Nomenclatura Obstétrica: Entenda Gesta, Para e Aborto

HNMD - Hospital Naval Marcílio Dias (RJ) — Prova 2023

Enunciado

Renata, 36 anos, chega para sua primeira consulta de pré-natal após engravidar novamente. Durante a anamnese obstétrica, o médico responsável pelo atendimento descobre que ela tem 3 filhos vivos, além de ter tido uma perda gestacional de 1º trimestre, um aborto provocado com medicamentos na adolescência e um filho que sofreu morte intra-útero, com cerca de 35 semanas de gestação, sendo realizada indução de um parto vaginal. Dos seus filhos vivos, o primeiro nasceu de parto normal e os dois próximos foram gêmeos, que nasceram por parto cesárea. Em relação à nomenclatura "gesta, para e aborto", essa paciente é:

Alternativas

  1. A) G VI P III A II
  2. B) G VI P IV A II
  3. C) G VII P III A II
  4. D) G VI P IV A II
  5. E) G VI P II A III

Pérola Clínica

Gesta = total de gestações; Para = partos ≥ 20 sem/500g; Aborto = perdas < 20 sem/500g.

Resumo-Chave

A classificação Gesta (G), Para (P) e Aborto (A) é fundamental na anamnese obstétrica para resumir a história reprodutiva da paciente.

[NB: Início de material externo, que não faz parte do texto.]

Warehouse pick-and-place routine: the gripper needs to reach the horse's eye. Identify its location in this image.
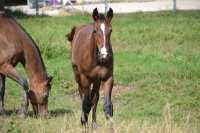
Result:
[93,30,97,33]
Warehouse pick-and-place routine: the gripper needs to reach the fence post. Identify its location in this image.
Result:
[173,0,176,12]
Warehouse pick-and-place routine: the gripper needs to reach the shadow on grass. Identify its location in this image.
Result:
[49,109,74,117]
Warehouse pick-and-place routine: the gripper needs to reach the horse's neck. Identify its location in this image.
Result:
[24,40,47,82]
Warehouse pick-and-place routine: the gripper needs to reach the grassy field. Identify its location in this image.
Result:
[0,11,200,133]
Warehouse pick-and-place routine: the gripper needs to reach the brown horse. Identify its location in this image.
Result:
[0,14,52,117]
[67,8,113,128]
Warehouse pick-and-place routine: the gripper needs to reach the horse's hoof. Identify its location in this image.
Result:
[17,111,27,118]
[92,122,97,130]
[0,109,8,116]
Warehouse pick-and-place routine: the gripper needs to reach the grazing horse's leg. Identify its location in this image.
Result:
[0,74,6,115]
[79,75,92,127]
[91,80,101,129]
[0,64,28,117]
[102,77,113,120]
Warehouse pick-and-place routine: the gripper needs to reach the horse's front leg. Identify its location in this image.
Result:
[102,76,113,120]
[77,75,92,127]
[0,64,29,118]
[91,80,101,129]
[0,74,6,115]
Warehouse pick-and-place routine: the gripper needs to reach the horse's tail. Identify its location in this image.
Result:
[66,27,76,42]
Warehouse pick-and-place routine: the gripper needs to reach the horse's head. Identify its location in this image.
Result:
[92,8,113,59]
[29,76,52,117]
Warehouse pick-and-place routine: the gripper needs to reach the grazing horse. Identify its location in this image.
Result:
[0,14,52,117]
[67,8,113,128]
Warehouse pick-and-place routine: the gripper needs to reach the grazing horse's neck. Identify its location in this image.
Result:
[24,37,47,83]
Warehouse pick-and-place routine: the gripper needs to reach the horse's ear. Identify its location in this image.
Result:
[92,8,99,21]
[107,8,113,22]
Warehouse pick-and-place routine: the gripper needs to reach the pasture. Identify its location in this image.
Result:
[0,11,200,133]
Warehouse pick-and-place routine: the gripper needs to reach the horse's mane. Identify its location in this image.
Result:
[66,27,76,42]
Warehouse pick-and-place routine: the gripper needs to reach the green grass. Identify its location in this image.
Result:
[0,11,200,133]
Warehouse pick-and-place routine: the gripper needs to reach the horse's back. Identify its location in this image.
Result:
[71,24,93,64]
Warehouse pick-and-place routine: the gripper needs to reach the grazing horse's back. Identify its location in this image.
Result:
[0,15,23,65]
[0,14,51,117]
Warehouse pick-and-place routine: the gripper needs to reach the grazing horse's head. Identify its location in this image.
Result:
[29,76,52,117]
[92,8,113,60]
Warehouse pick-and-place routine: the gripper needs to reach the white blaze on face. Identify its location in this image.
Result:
[100,23,108,58]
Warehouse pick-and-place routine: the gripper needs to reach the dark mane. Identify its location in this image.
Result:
[99,13,106,21]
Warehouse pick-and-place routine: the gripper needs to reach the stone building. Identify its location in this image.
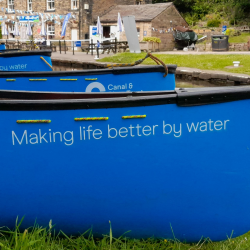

G conta todas as gestações, P conta partos de fetos viáveis (vivos ou mortos), e A conta perdas gestacionais precoces.

Contexto Educacional

A nomenclatura Gesta (G), Para (P) e Aborto (A) é um pilar da anamnese obstétrica, essencial para a compreensão da história reprodutiva da paciente e para a avaliação de riscos em gestações futuras. G representa o número total de gestações, incluindo a atual, gestações que resultaram em nascidos vivos, natimortos e abortos. P refere-se ao número de partos de fetos que atingiram a viabilidade (geralmente ≥ 20 semanas de gestação ou peso ≥ 500g), independentemente de terem nascido vivos ou mortos. A, por sua vez, contabiliza as perdas gestacionais antes da viabilidade. A correta aplicação dessa nomenclatura é crucial para a prática clínica e para provas de residência. É importante lembrar que uma gestação múltipla (como gêmeos) conta como uma única gestação (G) e um único parto (P), pois representa um único evento gestacional e de parto. A morte fetal intrauterina após 20 semanas é contabilizada como um "Para", enquanto abortos espontâneos ou induzidos antes de 20 semanas são contados como "Aborto". Dominar a classificação GPA permite ao médico identificar rapidamente pacientes com histórico de perdas gestacionais, partos prematuros ou outras complicações, orientando a conduta e o acompanhamento pré-natal. A precisão na coleta desses dados é fundamental para um cuidado obstétrico de qualidade e para a prevenção de desfechos adversos.

Perguntas Frequentes

Como calcular Gesta, Para e Aborto (GPA) corretamente?

Gesta é o número total de gestações. Para é o número de partos de fetos com idade gestacional ≥ 20 semanas ou peso ≥ 500g, vivos ou mortos. Aborto é o número de perdas gestacionais < 20 semanas ou peso < 500g.

Uma gestação de gêmeos conta como quantos 'Para'?

Uma gestação de gêmeos (ou múltiplos) conta como um único "Para", pois representa um único evento de parto, independentemente do número de fetos nascidos.

Qual a importância da classificação GPA na prática clínica?

A classificação GPA fornece um resumo rápido e padronizado da história obstétrica da paciente, auxiliando na avaliação de riscos e no planejamento do cuidado pré-natal e do parto.